FFT

Tier: Core (Internal Utility) | No ComponentType | No Parameters

Radix-2 Cooley-Tukey Fast Fourier Transform with pre-computed twiddle factors and bit-reversal permutation.

Overview

The FFT class provides forward and inverse Fourier transforms used by frequency-domain components throughout FolioDSP. It is a pure computational utility with no parameters, snapshots, control interface, or bridge class.

The implementation uses the classic Cooley-Tukey radix-2 decimation-in-time algorithm. All twiddle factors and bit-reversal indices are pre-computed during construction, so the transform itself is a tight loop of butterfly operations with no transcendental function calls. The transform size must be a power of 2 (typical audio sizes: 256, 512, 1024, 2048, 4096).

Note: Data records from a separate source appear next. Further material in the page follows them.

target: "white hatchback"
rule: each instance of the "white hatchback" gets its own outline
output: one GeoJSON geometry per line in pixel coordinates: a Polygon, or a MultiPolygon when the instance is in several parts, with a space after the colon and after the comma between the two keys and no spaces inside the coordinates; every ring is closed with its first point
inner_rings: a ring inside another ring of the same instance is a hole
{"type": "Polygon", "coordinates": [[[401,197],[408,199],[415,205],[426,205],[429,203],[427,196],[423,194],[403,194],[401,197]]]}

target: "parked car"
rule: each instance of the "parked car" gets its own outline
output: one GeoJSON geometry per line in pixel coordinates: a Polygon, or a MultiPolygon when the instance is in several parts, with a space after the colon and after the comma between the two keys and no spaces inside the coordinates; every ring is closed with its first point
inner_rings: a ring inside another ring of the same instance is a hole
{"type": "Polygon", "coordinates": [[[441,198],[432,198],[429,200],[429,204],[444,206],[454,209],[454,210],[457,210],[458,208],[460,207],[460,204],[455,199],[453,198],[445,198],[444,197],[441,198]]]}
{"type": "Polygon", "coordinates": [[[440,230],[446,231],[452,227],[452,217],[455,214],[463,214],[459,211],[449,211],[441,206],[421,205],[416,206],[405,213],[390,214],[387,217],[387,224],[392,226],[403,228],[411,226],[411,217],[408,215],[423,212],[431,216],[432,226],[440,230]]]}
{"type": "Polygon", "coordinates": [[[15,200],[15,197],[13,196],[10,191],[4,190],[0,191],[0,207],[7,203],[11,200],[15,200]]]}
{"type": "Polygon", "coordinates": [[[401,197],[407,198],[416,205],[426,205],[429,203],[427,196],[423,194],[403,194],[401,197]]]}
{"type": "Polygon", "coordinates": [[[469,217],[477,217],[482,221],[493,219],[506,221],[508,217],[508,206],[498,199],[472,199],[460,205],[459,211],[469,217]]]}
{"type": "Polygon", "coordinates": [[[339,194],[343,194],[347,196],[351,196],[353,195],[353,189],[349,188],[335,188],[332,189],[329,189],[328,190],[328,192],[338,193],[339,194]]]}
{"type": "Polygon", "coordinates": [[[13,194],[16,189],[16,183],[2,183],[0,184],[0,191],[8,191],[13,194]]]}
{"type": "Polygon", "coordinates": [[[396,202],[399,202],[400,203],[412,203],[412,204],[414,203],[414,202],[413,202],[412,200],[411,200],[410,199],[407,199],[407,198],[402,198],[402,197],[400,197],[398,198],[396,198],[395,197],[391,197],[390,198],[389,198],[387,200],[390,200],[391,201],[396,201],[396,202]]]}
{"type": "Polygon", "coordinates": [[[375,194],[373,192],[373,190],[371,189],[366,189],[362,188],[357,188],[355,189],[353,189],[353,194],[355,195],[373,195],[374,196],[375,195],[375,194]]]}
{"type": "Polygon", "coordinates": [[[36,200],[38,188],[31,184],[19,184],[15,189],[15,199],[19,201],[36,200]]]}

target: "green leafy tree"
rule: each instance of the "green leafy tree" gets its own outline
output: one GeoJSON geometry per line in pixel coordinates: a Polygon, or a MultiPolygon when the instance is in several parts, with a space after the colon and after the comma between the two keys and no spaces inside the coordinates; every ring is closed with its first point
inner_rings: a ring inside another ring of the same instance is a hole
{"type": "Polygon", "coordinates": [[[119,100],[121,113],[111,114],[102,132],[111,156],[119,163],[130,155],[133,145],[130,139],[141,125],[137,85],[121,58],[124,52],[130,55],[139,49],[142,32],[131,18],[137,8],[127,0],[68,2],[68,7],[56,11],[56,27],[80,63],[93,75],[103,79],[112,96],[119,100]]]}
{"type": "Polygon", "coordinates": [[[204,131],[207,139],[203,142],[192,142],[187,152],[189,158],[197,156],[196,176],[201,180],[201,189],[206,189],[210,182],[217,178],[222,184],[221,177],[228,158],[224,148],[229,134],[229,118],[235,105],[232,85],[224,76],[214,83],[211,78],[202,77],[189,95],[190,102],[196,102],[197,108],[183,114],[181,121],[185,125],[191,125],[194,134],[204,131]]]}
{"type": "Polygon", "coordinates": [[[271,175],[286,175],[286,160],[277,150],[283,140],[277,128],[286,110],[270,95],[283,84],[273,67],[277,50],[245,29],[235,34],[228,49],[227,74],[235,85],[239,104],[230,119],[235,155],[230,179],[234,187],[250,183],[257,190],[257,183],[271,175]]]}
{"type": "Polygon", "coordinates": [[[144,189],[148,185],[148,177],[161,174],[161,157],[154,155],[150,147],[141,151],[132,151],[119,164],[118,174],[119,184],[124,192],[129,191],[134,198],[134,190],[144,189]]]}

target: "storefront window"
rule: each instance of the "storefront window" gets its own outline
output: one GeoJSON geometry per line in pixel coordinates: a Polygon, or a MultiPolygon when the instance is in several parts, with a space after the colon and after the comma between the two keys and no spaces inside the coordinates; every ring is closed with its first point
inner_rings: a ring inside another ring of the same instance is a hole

Two interface variants are provided: real-to-complex (for transforming audio buffers) and complex-to-complex (for components that need to manipulate complex spectra directly). The inverse transform normalizes by \(1/N\).

File Locations

	Path
Header	`Sources/FolioDSP/include/FolioDSP/Core/FFT.h`
Implementation	`Sources/FolioDSP/src/Core/FFT.cpp`
Tests	`Tests/FolioDSPTests/FFTTests.swift`

API / Interface

namespace folio::dsp {

class FFT {
public:
    /// Construct with transform size (must be power of 2).
    explicit FFT(uint32_t size);

    /// Forward: N real samples -> N/2 interleaved complex bins (N floats total).
    void forward(const float* input, float* output) const;

    /// Inverse: N/2 interleaved complex bins -> N real samples (normalized by 1/N).
    void inverse(const float* input, float* output) const;

    /// Forward complex-to-complex: N complex -> N complex.
    void forwardComplex(const float* real, const float* imag,
                        float* outReal, float* outImag) const;

    /// Inverse complex-to-complex: N complex -> N complex (normalized by 1/N).
    void inverseComplex(const float* real, const float* imag,
                        float* outReal, float* outImag) const;

    uint32_t size() const;

private:
    uint32_t size_, logSize_;
    std::vector<float> twiddleReal_, twiddleImag_;  // size/2 each
    std::vector<uint32_t> bitRev_;                  // size entries

    void computeTwiddles();
    void computeBitReversal();
    void fftCore(float* real, float* imag, bool inverse) const;
};

}

Algorithm

1. Construction: Twiddle Factor Pre-computation

The discrete Fourier transform of an \(N\)-point sequence \(x[n]\) is:

\[X[k] = \sum_{n=0}^{N-1} x[n] \cdot W_N^{nk}\]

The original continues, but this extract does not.